All the ones you’ve come to expect are here with Career, Volta, Pro Clubs, Ultimate Team, and more returning. None of the aforementioned modes make you jump out of your seat in excitement. However, most are still fun in their own right. 

Career mode is pretty much the same as what it’s been with the addition of a new interactive match sim option. This new feature allows you to now watch a match play out on a 2D pitch a la Football Manager. It adds a nice wrinkle for those who love the off-field depth FIFA 21 offers but don’t always want to play out the games ourselves. That said, you can jump into the action if you want at any time rather than having to back out and start over. 

Training and player development also saw small improvements in the form of allowing you to train players in groups as opposed to assigning a player to a specific training one at a time. The mode’s interface also makes it easy to find what you are looking for and keep track of everything you need for your organization. 

Volta returns after an impressive debut last year, and is pretty much the same thing as a year ago. The gameplay improvements make their way into the mode, but there’s nothing here that takes it to the next level over last year. Even the player customization can use some work as the options, while plentiful, aren’t all that impressive. 

Volta is also where you’ll find the game’s single-player story mode, The Debut. It’s nothing to write home as you find yourself facing various amateur Volta squads with the goal of reaching the Dubai Streets and Icons Championship. It’s your typical EA Sports story that is just the company’s way of getting the most out of the Frostbite Engine in its sports titles. All in all it’s a forgettable, monotonous experience.  

Ultimate Team remains the same mode it has where those who spend hundreds of dollars on players and card packs get a distinct advantage over those who don’t have the means — or are smart enough not — to spend. It remains reliant on microtransactions to enjoy, and is better off left alone even with the addition of co-op play.

Presentation

As you’d expect, FIFA 21’s presentation is near the top for sports games. The television-style broadcasts set a nice tone of the match at hand while the commentary flows in a way that’s only matched right now by the NBA 2K franchise. 

While the graphics don’t see much of an improvement from last year, they still look good. Player models look great, and the lighting of each authentic stadium adds to the feeling, at times, that you’re watching a live broadcast.

From an animations standpoint, there’s still slight instances of clipping and collision issues, but it’s nothing that the common player will ever really notice.

Verdict

FIFA 21 is a fun soccer experience on the field. It’s a great swan song on the current generation when it comes to the gameplay, and hasn’t felt this good on the pitch in a long time. The problem is — unlike UFC 4 and NHL 21 where a next-gen version isn’t coming this year — because the next-gen version of the game is right around the corner, much wasn’t done about the off-field features to make it feel like a brand new game. 

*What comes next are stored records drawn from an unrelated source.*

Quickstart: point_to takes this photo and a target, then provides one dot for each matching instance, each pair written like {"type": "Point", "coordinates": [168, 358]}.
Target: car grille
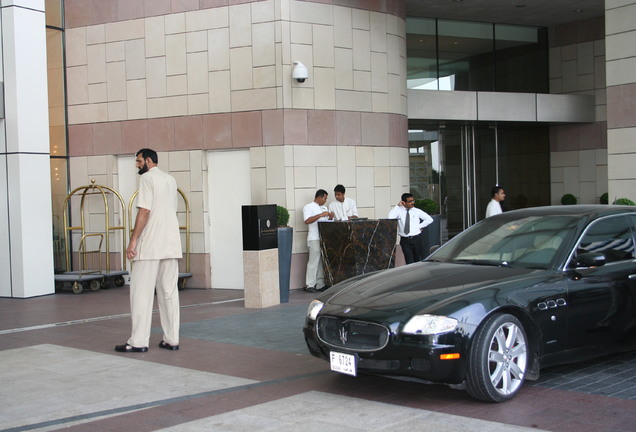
{"type": "Point", "coordinates": [352, 334]}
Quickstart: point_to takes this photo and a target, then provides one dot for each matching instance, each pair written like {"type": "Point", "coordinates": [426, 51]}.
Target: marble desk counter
{"type": "Point", "coordinates": [356, 247]}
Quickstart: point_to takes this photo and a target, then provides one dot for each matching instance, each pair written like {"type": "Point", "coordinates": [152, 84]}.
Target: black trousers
{"type": "Point", "coordinates": [412, 248]}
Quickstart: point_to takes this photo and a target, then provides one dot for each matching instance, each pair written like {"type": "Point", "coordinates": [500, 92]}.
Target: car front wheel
{"type": "Point", "coordinates": [498, 359]}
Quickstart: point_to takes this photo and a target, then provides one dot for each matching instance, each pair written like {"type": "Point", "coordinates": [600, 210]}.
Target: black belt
{"type": "Point", "coordinates": [417, 235]}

Enough has been done to keep players interested until the next-gen consoles arrive, but unless you’ve skipped the last couple releases, there’s nothing that screams must-buy this year.


***NOTE: A copy of FIFA 21 for PS4 was provided for the purposes of this review***

  • 9/10
    Gameplay - 9/10
  • 6/10
    Game Modes - 6/10
  • 8/10
    Presentation - 8/10
  • 7/10
    Longevity - 7/10
Overall
7.5/10

Summary

Enough has been done to keep players interested until the next-gen consoles arrive, but unless you’ve skipped the last couple releases, there’s nothing that screams must-buy this year.